Question: GDPR for module developers

[datakick]

I know next to nothing about the upcoming GDPR sh*t, so I wanted to ask more knowledgable people on this forum if there's anything I need to change in my modules to make them GDPR compliant.

I have two modules that I believe could be affected - revws module that collects product reviews, and price alert that notifies your customer when prices drops below some threshold. Both these modules collect personal information, specifically email addresses.

So, do I need to add some sort of consent on form, or will this be covered by some generic site-wide consent? Also, do I need to implement some hook to delete user's data, say hookEuropeanBureaucracy? Is there anything else I need to worry about?

I would really like to have some sort of GDPR compliant badge on my modules :)

[lesley]

IMO those should be covered by a site wide consent as long as it is mentioned in the gdpr notice of the site.

BUT, what is the pain is they do need to be able to export data with a main site data export. Like say I am using a site with the module installed and I want to export or delete my data, it does need to trigger an export or delete from your modules.

[datakick]

@lesley thanks. I hoped that the consent won't be necessary.

So I guess there will have to be two new hooks that core (or GDPR module) will trigger. One hook for data deletion, and one for export. These hooks should probably receive customer id and customer email as input parameters, so modules could find the data accordingly.

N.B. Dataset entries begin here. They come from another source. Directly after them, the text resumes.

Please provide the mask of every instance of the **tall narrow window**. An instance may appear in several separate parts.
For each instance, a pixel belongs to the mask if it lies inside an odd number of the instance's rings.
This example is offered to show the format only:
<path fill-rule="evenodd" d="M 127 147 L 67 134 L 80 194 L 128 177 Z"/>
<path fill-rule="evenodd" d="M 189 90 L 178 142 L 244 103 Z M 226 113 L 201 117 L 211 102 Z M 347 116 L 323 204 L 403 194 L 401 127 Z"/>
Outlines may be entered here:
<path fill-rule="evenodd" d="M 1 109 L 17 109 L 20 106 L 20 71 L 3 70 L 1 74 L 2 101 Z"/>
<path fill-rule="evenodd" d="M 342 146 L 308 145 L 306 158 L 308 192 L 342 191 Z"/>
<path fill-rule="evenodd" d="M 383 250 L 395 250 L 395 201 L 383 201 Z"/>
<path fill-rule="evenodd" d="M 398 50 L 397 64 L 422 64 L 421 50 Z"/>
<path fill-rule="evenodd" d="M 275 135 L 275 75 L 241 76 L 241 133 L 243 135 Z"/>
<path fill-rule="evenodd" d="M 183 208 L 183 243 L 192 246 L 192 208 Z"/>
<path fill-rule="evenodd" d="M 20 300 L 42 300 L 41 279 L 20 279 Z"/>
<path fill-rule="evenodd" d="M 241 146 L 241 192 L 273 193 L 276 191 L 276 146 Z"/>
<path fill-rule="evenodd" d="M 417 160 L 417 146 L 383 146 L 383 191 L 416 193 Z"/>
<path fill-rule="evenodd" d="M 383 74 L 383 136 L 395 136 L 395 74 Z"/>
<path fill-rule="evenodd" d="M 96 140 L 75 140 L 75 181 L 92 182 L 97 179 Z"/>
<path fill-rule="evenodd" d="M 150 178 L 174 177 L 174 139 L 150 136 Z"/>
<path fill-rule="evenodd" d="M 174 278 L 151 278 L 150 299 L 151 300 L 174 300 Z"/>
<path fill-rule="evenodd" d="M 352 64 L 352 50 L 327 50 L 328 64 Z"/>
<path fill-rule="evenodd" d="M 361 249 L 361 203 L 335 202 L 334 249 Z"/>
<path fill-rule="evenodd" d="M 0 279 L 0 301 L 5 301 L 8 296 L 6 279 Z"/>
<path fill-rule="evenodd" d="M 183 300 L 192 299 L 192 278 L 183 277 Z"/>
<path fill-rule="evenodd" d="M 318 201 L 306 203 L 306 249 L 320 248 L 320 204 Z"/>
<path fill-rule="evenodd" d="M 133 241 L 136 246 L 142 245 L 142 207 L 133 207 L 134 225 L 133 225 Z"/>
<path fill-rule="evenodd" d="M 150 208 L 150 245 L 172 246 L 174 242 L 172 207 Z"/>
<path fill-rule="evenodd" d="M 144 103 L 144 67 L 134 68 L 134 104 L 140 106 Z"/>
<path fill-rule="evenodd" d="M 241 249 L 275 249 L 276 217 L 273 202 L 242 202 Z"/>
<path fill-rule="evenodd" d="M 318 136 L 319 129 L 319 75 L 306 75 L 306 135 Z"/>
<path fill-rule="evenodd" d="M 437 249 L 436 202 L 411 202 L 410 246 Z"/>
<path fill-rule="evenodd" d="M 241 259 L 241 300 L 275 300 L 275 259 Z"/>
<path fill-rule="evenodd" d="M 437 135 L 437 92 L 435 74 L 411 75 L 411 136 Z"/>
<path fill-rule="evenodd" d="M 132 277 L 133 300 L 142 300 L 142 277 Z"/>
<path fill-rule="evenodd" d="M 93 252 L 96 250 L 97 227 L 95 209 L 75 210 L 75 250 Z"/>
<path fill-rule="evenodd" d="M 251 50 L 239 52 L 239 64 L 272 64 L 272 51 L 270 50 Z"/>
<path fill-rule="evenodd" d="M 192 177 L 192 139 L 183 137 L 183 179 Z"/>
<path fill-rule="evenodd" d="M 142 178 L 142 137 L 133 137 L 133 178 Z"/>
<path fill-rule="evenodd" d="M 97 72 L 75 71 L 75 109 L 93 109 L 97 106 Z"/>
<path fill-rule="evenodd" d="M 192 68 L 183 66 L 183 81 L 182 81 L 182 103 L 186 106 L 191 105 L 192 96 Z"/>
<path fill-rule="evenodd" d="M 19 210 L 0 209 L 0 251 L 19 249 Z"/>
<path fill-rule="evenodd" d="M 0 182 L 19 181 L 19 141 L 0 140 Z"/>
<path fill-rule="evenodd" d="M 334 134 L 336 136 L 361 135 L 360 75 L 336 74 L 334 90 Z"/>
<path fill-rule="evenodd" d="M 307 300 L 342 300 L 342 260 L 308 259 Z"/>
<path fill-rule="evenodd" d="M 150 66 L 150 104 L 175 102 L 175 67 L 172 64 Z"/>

The deletion functionality is quite straightforward, export is more tricky. Will it be sufficient if module returned associated data as one big string blob?

[lesley]

You are correct. This might be something for @SnowyCat to talk about, he is working on the GDPR module.

For export, the best I can tell is it needs to export. I have yet to see anything that suggests it needs to be in any format or anything like that. We were just going to go with a loosely formatted CSV because really what can you do with all that data? You can never import it back into anything.

[datakick]

All right. I'll implement csv data export and data deletion into my modules. Once you guys have GDPR module ready I'll integrate these features with your hook(s)

[datakick]

Here are official guidelines from ps how to make community modules GDPR compliant

@SnowyCat / @lesley - will thirtybees GDPR module be compatible with these hooks? It would be very unfortunate if it wasn't, as all ps16 modules who implements these guidelines couldn't be used on thirtybees

[lesley]

I think it would be best if we were. But I will defer to @SnowyCat again.

[30knees]

@datakick said in Question: GDPR for module developers:

I have two modules that I believe could be affected - revws module that collects product reviews, and price alert that notifies your customer when prices drops below some threshold. Both these modules collect personal information, specifically email addresses.

But you don't get any personal data, only the shop owner does, right?

This should be covered in the privacy notice towards the customer. What you want to make sure is covered is: - Export of the data supplied, eg in a CSV - Data deletion - Data correction The PS guidelines say you need a consent tick box. That is incorrect. Consent need not be indicated by a tick box. If the customer submits a review it's clear that they consent to that processing.

[lesley]

Right, what he is talking about is hooking into a central system to download data. I think it will be confusing for a user and likely not compliant if there are 10 different systems on one shop to download data. So our module is going to have a central system that module makers hook into that the data can be downloaded from.

[toplakd]

Than same thing would be most likely possible with "consent checkbox", just placing the hook to the desired module? I think that's how the PS module works.